When an object is present in the space which is scanned by a radar system, an echo returns as a return pulse in response to each of a certain number of radiated microwave pulses either to the antenna or to another similarly controlled antenna for use in receiving such a return signal from each unit azimuth region. In order to facilitate detection of a target, namely, an object to be detected, a receiver output signal produced by a receiver of the radar system is usually used to produce a visual display in which the target is included.
In practice, it is not seldom that at least one spurious object is present in the scanned space regardless of presence and absence of the target. Besides a target return or echo, namely, the return pulse from the target, such spurious objects produce spurious returns, which result in clutter in the visual display. Although the spurious objects are often referred to as a clutter, the work "clutter" will be used in the instant specification primarily to mean the spurious returns irrespective of utilization or not of a visual display. As the case may be, signals produced in the receiver from the target return and the clutter will be called a target return and clutter, respectively.
Examples of the clutter for a radar are land or ground clutter resulting from buildings and undulating terrains, sea clutter arising from sea surface, weather clutter originating with rainfall and rain clouds, and angel echoes attributed to other foreign matters, such as large flocks of migratory birds and/or atmospheric discontinuity or hererogeneity. The difference between the target return and the clutter depends on the field of use of the radar.
Since we are not interested in terrain echo returns or flocks of birds etc., it is desirable to eliminate clutter returns without adversely affecting desired target returns. This task has been alleviated to some extent by the prior art techniques given by the following patents:
U.S. Pat. No. 3,829,858 issued to Bergkvist on Aug. 13, '74, PA0 U.S. Pat. No. 4,318,101 issued to Musha et al on Mar. 2, '82, PA0 U.S. Pat. No. 4,249,177 issued to Chen on Feb. 3, '81, PA0 U.S. Pat. No. 4,386,353 issued to Bleijerveld et al on May 31, '83, and PA0 U.S. Pat. No. 4,360,811 issued to Cantwell et al on Nov. 23, '82.

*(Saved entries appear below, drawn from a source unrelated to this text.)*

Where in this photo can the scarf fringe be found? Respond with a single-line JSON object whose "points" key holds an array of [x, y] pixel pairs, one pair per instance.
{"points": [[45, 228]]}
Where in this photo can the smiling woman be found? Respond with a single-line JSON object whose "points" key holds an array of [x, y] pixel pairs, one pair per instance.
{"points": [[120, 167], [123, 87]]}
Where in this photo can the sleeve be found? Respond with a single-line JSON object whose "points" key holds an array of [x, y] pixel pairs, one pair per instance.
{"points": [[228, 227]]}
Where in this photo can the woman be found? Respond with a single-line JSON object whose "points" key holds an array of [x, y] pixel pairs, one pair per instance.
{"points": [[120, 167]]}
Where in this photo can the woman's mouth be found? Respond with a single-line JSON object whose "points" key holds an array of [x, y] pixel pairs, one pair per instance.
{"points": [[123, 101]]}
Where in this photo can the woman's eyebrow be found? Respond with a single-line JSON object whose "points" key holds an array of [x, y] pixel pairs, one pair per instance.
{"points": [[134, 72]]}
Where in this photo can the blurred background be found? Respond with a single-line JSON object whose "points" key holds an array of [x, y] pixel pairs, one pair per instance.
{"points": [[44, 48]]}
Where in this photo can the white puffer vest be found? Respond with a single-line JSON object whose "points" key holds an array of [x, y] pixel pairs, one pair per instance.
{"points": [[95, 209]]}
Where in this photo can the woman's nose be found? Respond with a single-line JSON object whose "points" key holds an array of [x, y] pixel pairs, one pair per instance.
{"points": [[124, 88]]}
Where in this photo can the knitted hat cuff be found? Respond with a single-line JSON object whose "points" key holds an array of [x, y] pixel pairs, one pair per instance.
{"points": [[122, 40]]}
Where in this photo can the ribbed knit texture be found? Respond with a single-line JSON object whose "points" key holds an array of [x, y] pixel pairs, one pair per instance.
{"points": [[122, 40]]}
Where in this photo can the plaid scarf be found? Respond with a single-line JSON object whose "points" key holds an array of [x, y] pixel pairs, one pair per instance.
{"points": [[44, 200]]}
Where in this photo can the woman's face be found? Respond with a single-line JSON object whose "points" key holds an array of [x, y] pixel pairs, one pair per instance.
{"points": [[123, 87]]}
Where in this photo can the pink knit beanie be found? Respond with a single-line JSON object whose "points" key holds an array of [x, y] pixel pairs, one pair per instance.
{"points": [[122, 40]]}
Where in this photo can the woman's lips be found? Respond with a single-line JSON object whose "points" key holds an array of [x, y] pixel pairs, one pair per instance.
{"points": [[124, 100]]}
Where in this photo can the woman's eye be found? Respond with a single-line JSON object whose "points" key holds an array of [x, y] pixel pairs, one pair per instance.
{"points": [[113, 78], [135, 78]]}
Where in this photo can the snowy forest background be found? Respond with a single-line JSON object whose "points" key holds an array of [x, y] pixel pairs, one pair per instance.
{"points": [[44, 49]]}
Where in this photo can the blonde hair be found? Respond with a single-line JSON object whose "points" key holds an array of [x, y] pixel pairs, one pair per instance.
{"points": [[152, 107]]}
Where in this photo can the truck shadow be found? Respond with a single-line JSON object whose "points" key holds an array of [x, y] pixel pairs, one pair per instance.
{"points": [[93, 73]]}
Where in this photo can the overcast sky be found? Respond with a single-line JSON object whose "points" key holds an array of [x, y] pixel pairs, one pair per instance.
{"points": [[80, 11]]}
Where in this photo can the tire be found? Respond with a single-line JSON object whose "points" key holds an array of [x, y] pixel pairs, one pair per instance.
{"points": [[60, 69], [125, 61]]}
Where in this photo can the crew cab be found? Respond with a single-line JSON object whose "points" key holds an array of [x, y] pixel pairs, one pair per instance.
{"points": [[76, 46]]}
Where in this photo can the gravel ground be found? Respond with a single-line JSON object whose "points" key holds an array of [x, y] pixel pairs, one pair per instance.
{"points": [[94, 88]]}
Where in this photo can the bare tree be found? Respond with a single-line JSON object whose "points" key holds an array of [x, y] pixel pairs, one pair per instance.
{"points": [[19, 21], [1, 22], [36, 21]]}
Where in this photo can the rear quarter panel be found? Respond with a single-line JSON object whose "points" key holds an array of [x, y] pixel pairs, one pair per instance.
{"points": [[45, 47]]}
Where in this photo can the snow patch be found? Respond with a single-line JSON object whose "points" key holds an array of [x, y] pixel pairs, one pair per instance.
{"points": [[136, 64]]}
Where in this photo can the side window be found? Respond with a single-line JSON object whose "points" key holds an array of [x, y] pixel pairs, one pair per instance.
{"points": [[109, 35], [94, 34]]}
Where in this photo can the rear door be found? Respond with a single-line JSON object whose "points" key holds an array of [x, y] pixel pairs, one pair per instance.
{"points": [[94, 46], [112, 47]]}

The most pertinent of the prior art techniques are the disclosures of the Musha and Cantwell patents which describe radar video signal processing systems which provide a constant false alarm rate in the presence of Rayleigh or non-Rayleigh (Weibull) distributions of clutter returns.
The coverage of the radar system, in all these prior art techniques, is divided into zones made up of azimuth sectors and range rings. The zones are further divided up into cells formed by the radar scans in range levels. Musha and Cantwell use a sophisticated cell averaging technique to derive a threshold level from the average echo strength in each zone. Finally, the threshold level is applied to a gate circuit through which received radar video signals are passed in the individual cells of each relevant zone only if the radar video signals exceed the threshold level.
The patent of Bleijerveld et al describes a radar video signal processing system which calculates a new average threshold value with each change in clutter distribution.
The Chen and Bergkvist patents show other state of the art radar video signal processing systems with means to vary the threshold levels in accordance with variations in clutter distribution.
In view of the foregoing discussion it is apparent that there currently exists the need for a system of processing radar video signals which derives the correct clutter threshold level which may be used to eliminate clutter returns at pre-set false alarm rates. The correct threshold level must vary with the changes of clutter distribution observed with each set of received radar return signals and must be capable of being varied as the false alarms are changed. The present invention is directed towards satisfying that need.